А там, за Сароническим заливом, господствуют цари и олигархи. Таков Пелопоннес, таков Лакедемон.
Очередная волна совсем близко подползла к ногам Перикла, и он сделал шаг назад, отступая от неё. И снова вспомнил о Ликурге, да и не мог не вспомнить: Ликург создал Лакедемон, государство спартиатов и его законы.
Ликург был потомком Геракла в двенадцатом колене, сыном спартанского царя Эвнома от его второй жены. Первая жена родила Эвному сына Полидекта, которому и досталось царство после смерти Эвнома. Но Полидект прожил недолго, и трон по праву перешёл к Ликургу. Впрочем, вскоре Ликург узнал, что вдова Полидекта беременна, и объявил, что передаст царский трон новорождённому, если это будет мальчик. Родился мальчик. Ликург вынес младенца к народу и объявил: «Вот ваш царь, спартанцы!»
Ликург стал опекуном нового царя, но враги его стали распространять слух, будто Ликург намеревается убить младенца, чтобы вернуть себе трон. Этот ужасный слух выпорхнул из царского дворца, из уст самой матери-царицы и её брата. Ликург так оскорбился, что решил покинуть Спарту. Это было тем более разумно, что младенец мог умереть от болезни, его могли убить заговорщики, а вина в его смерти всё равно пала бы на Ликурга.
Он уехал на Крит, затем отправился в Ионию, оттуда в Египет, в другие страны. И всюду изучал законы, по которым жили посещаемые им государства, надеясь собрать лучшее, чтобы затем передать их в Спарту, на родину, где жизнь, к несчастью, была устроена ужасным образом: кучка богатых спартиатов купалась в роскоши, а прочие прозябали в нищете, нравы были дикие, воспитанием юношества никто не занимался, власть то тиранов, то разнузданной толпы накатывала на Спарту, как волны на берег.
Ликург был царём Спарты меньше года, но многие спартанцы успели полюбить его за доброту, ум и справедливость. И когда он уехал, стали жалеть о нём, искать способ вернуть его на родину.

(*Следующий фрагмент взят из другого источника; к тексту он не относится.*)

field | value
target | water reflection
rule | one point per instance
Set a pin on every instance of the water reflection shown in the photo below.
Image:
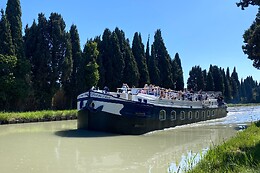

Ликург, вняв просьбам соотечественников, в конце концов вернулся и стал советником царя Харилая, своего племянника, которому он некогда уступил царский трон. Харилай увидел в Ликурге подлинного наставника и стал исполнять всё, что тот ему советовал.
Желая знать, правильно ли он поступает, и заручиться поддержкой богов, Ликург вскоре по возвращении в Спарту отправился в Дельфы к пифии — и та прорекла ему:
Когда же Ликург спросил, хороши ли те законы, которые он привёз в Спарту, пифия ответила, что лучше его законов нет ни в одном государстве. «Любезный Зевсу» тотчас вернулся в Спарту и приступил к великим преобразованиям.
Прежде всего он учредил Совет старейшин, назначив в него двадцать восемь своих верных сторонников. Совет старейшин стал непреодолимой преградой на пути безрассудств и произвола, которые, увы, так часто обуревают и царей и толпу, — врагом деспотизма и охлократии. Совет старейшин призван был защитить царя от толпы и народ — от царского своеволия. Так был достигнут в Спарте внутренний мир. Мир, но не благополучие.
Благополучие спартанцам принёс другой закон Ликурга, который касался земельного вопроса: Ликург убедил всех землевладельцев отказаться от своих земельных владений в пользу государства, а затем, собрав земли, поровну разделил их между всеми спартанцами. Тридцать тысяч участков получили периэки, свободные граждане Лаконии, и девять тысяч — собственно спартанцы, полноправные граждане Спарты, воины, на которых работали илоты, государственные рабы. Теперь каждый земельный участок приносил его владельцу ежегодно от семидесяти до восьмидесяти медимнов[2] ячменя, небольшое количество вина, масла и овощей, которых, по мнению Ликурга, было достаточно, чтобы жить не болея, в добром здоровье, ни в чём другом не нуждаясь. В Спарте не стало несчастных голодных и бессовестных обжор.